Since 2014, Apollo Art Gallery and the O-Bank Education Foundation have jointly organized the Composition Taiwan Visual Arts Call for Entries, dedicated to discovering and supporting emerging artists under the age of 35. In 2025, the program enters its fourth edition, continuing to accompany young creators in broadening their horizons, shaping their artistic vocabularies, and building a solid foundation for their practice.
Among this year’s ten shortlisted artists, Chen Yi-An received first prize with Wanderer of the Metaverse Series — Floating Boundaries, a mineral pigment painting that captures the increasingly blurred line between reality and the virtual, reflecting contemporary phenomena. Fu Sheng-Ya, awarded second prize for Flattened and Folded Time 02, used origami to transform images into memories of living with her grandmother, portraying women’s expected roles within the family. Third prize went to two artists: Chen Ting-Fei, whose work 5000ml draws on the daily experience of carrying water and reshapes bottled containers in hammered red copper to create a new visual language; and Liu Kang-Yen, whose Your Home Is My Home uses oil pastels and ink to depict the textures of Taiwanese architecture, reimagining familiar urban landscapes.
The other shortlisted works also reveal distinct perspectives. Yu Tsai-Hsuan’s Forgotten Colors: Whispers of Taiwan’s Coastline photographs the vivid traces humans leave in nature, contrasting colors that voice the coastline’s indictment of humanity. Lin Chien-Wei’s +∞CXQD employs fiber to express Taiwan’s seasonal cycles, evoking the island’s shifting contours through time. Lin Peng-Ying’s Tranquility in the Alleyways captures sunlit Taiwanese alleyways in oil, where light and shadow breathe new life into ordinary corners. Jin Chi-Long’s Evening Glow in Taipei’s East District portrays Taipei’s bustling streets at sunset, where golden hues and bluish-purple tones reveal another facet of urban life. Kao Kuan-Chun’s Land-sc(r)ape — Urban Skyline — For Sale draws from graffiti landscapes on corrugated iron fences marked with “For Sale,” highlighting the tension between nature and civilization.

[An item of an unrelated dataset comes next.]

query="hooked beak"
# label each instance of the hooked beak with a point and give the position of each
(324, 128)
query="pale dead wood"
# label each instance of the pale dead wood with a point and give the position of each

Peng Kuan-Ming’s Rope Image-1 references traditional Taiwanese amulets in an interactive installation that embodies faith and resilience, offering wearers renewed energy to face challenges.
Presented in conjunction with Taipei Art Week, the exhibition opens on October 18. Audiences are invited to experience firsthand the creative energy of Taiwan’s new generation, to encounter their profound reflections on both the times and the self, and to witness the diverse facets of contemporary art along with the boundless possibilities for the future of Taiwanese art.